Il test in oggetto ne è stata l’ennesima conferma.
La scelta dei collaboratori è caduta su un gruppetto di baldi canoisti locali denominato i “Mas’ci” (tradotto: maiali), accomunati dallo spirito goliardico del divertirsi in canoa e nel quale sono presenti le più disparate capacità che spaziano trasversalmente al mondo della pagaia.
In una fredda mattinata di dicembre ho chiesto loro di compilare un questionario dopo averla provata, pregandoli di non discuterne con altri fin tanto che non si fosse conclusa la sessione, onde evitare influenze reciproche che avrebbero potuto inficiare la validità del test.
I risultati, visibili sotto, hanno messo in evidenza grandi discrepanze a dimostrazione, in primis della efficacia della metodica scelta ed in seconda battuta di quanto sia difficile standardizzare il comportamento di un kayak.
La conseguenza più eclatante ed immediata scaturita è che fornire indicazioni risulta essere cosa assai improba poiché il giudizio è influenzato dal background personale.
Ecco perché, con questi presupposti, la risposta più idonea a chi chiede informazioni circa il comportamento di un’imbarcazione è: il kayak più idoneo è quello con il quale si instaura il miglior feeling.

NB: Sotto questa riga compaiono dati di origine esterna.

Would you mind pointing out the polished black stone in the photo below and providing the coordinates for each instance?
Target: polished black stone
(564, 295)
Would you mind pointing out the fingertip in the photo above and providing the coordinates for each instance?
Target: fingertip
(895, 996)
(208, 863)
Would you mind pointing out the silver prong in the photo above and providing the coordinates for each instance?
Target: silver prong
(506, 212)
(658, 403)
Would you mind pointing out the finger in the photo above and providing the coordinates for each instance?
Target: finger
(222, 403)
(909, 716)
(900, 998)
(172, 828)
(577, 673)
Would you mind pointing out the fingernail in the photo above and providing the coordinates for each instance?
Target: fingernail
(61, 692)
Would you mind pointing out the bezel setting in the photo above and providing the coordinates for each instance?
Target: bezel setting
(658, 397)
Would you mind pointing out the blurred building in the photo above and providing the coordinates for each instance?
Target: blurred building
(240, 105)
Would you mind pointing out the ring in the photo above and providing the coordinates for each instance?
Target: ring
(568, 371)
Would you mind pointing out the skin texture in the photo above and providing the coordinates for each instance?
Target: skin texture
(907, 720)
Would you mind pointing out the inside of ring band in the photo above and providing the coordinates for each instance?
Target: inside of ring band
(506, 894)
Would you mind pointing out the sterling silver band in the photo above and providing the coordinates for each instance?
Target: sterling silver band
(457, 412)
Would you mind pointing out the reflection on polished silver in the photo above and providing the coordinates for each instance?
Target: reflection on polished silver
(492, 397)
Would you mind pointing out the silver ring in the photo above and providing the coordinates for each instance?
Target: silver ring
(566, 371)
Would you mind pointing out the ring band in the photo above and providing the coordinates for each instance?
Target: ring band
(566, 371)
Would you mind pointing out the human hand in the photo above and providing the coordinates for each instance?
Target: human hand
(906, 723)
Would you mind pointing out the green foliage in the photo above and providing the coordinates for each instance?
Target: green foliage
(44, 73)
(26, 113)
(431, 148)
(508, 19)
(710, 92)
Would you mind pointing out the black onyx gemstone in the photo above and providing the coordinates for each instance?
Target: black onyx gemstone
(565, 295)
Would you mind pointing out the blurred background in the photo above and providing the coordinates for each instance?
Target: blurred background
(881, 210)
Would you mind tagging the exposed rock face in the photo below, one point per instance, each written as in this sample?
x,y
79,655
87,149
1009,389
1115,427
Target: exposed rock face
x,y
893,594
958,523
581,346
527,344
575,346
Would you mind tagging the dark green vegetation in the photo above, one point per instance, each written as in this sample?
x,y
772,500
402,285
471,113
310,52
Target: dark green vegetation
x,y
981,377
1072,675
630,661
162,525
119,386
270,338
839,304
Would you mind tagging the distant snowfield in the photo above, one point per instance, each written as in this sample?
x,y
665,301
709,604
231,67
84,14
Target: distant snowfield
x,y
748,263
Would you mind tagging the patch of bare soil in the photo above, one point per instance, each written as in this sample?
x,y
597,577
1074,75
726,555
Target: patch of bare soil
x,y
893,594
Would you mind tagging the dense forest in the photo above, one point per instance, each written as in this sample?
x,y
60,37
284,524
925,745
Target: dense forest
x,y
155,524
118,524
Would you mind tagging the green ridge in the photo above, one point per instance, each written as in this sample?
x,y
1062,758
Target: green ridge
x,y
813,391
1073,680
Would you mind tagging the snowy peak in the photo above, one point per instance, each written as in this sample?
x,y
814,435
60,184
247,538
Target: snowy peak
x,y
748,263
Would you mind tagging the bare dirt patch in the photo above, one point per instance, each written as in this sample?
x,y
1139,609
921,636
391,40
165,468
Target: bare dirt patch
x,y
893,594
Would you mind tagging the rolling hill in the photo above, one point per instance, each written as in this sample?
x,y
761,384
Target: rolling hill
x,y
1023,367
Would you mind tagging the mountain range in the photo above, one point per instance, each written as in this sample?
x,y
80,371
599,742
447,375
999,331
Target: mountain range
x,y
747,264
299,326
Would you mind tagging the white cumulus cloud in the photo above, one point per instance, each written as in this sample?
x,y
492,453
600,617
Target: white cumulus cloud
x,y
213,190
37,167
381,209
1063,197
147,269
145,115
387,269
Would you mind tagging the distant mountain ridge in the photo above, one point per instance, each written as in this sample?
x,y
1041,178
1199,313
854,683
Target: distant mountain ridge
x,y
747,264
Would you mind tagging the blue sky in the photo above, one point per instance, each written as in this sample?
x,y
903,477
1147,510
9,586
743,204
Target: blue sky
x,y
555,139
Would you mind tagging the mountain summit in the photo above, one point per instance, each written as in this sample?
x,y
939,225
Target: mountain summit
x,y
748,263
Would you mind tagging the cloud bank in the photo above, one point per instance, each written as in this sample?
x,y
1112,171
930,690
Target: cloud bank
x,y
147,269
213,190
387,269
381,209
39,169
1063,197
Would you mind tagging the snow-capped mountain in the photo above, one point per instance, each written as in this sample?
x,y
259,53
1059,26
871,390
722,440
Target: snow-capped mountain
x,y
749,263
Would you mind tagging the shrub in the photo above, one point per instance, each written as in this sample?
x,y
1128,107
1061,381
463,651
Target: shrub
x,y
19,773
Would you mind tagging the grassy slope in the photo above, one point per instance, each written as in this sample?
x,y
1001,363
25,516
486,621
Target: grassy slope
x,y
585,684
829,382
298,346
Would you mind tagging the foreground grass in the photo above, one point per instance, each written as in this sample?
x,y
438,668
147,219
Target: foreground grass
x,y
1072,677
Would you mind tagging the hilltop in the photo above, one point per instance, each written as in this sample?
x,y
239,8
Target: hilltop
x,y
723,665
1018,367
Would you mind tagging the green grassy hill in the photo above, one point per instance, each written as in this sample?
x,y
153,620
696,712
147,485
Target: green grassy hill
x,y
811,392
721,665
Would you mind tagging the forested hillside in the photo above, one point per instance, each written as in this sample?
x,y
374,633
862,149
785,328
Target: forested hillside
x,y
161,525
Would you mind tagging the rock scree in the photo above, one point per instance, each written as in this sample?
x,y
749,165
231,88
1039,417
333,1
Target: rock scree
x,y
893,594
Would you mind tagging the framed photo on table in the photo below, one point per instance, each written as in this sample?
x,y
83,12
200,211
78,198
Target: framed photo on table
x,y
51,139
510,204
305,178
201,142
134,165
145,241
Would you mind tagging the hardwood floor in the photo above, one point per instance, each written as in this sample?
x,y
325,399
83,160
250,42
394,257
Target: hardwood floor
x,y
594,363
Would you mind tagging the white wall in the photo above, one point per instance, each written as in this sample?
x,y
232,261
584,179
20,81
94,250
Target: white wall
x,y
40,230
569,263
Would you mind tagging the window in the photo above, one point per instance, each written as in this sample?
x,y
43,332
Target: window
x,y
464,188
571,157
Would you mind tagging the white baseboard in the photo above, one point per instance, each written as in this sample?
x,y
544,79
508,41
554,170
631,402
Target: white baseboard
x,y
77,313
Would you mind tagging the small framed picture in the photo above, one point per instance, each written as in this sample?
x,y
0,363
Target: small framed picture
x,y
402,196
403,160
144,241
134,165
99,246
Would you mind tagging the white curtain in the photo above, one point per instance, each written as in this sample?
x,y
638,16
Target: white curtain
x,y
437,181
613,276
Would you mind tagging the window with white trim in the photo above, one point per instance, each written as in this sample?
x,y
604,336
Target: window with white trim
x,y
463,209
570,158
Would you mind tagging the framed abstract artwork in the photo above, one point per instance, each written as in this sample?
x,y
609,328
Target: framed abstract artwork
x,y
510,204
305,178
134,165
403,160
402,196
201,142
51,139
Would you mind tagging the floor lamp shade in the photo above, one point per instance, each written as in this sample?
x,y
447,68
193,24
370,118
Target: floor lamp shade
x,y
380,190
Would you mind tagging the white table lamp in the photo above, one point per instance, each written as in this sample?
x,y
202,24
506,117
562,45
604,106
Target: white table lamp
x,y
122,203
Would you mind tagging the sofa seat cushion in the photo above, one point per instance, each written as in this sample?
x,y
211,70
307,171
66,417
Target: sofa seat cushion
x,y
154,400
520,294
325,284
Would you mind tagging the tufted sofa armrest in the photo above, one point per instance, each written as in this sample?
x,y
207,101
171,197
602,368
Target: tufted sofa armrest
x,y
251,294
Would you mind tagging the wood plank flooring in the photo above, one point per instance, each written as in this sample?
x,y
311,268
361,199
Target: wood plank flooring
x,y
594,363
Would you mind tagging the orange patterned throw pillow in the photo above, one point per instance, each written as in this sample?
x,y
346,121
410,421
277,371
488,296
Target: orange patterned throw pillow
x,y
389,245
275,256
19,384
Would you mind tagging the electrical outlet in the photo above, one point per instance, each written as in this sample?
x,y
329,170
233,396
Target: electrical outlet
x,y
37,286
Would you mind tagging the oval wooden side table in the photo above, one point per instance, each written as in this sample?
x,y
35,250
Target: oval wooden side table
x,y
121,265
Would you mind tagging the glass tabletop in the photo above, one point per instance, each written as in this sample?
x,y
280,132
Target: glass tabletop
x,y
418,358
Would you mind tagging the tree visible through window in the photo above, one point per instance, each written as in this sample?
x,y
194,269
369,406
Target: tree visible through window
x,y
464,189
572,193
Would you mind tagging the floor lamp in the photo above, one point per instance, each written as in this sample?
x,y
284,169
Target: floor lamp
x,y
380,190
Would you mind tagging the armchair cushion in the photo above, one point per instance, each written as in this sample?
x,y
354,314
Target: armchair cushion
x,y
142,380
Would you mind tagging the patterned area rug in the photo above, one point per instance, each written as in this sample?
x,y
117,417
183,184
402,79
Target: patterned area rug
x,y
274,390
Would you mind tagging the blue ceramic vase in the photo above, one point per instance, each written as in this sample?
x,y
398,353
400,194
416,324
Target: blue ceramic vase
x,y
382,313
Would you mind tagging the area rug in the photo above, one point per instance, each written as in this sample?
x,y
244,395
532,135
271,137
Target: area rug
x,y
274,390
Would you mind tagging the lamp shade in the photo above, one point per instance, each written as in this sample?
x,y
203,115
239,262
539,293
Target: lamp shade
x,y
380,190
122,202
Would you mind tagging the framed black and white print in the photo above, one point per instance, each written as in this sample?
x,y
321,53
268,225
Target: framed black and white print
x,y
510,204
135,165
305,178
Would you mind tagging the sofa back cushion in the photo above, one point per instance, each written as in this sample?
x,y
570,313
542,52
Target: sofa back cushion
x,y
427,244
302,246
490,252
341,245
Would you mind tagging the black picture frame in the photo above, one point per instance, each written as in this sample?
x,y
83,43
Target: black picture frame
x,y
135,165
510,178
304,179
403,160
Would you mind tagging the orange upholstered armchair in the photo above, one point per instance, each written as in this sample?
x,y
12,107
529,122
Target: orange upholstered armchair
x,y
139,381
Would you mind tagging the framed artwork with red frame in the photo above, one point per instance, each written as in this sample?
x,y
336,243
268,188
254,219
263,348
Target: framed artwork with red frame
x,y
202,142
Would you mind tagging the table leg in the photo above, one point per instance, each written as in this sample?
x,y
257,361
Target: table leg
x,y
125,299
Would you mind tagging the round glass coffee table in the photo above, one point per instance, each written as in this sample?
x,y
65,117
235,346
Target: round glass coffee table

La Machno nasce come naturale evoluzione di due distinti filoni: la Burn, della quale vi sono tre differenti versioni (I, II, III serie) e la tanto discussa 9R salita alla ribalta delle cronache per aver conosciuto il successo nella gara d’alto corso tenuta in terra austriaca e denominata Silkline.
La necessità di creare un nuovo modello deriva, a mio avviso, dall’esigenza di rivisitare la Burn che pur essendo arrivata alla terza versione, presentava delle problematiche progettuali legate alla spigolosità del fianco per offrire un kayak fruibile da una più ampia platea di canoisti sull’onda di quanto fatto dagli altri competitor.
Le caratteristiche:
Leggendole, si nota come la taglia attribuita dal costruttore sia una “M” nonostante i suoi 308 lt. di volume. Ciò permette di soddisfare le esigenze di un ampio range di pesi che va dai 60 ai 100 Kg.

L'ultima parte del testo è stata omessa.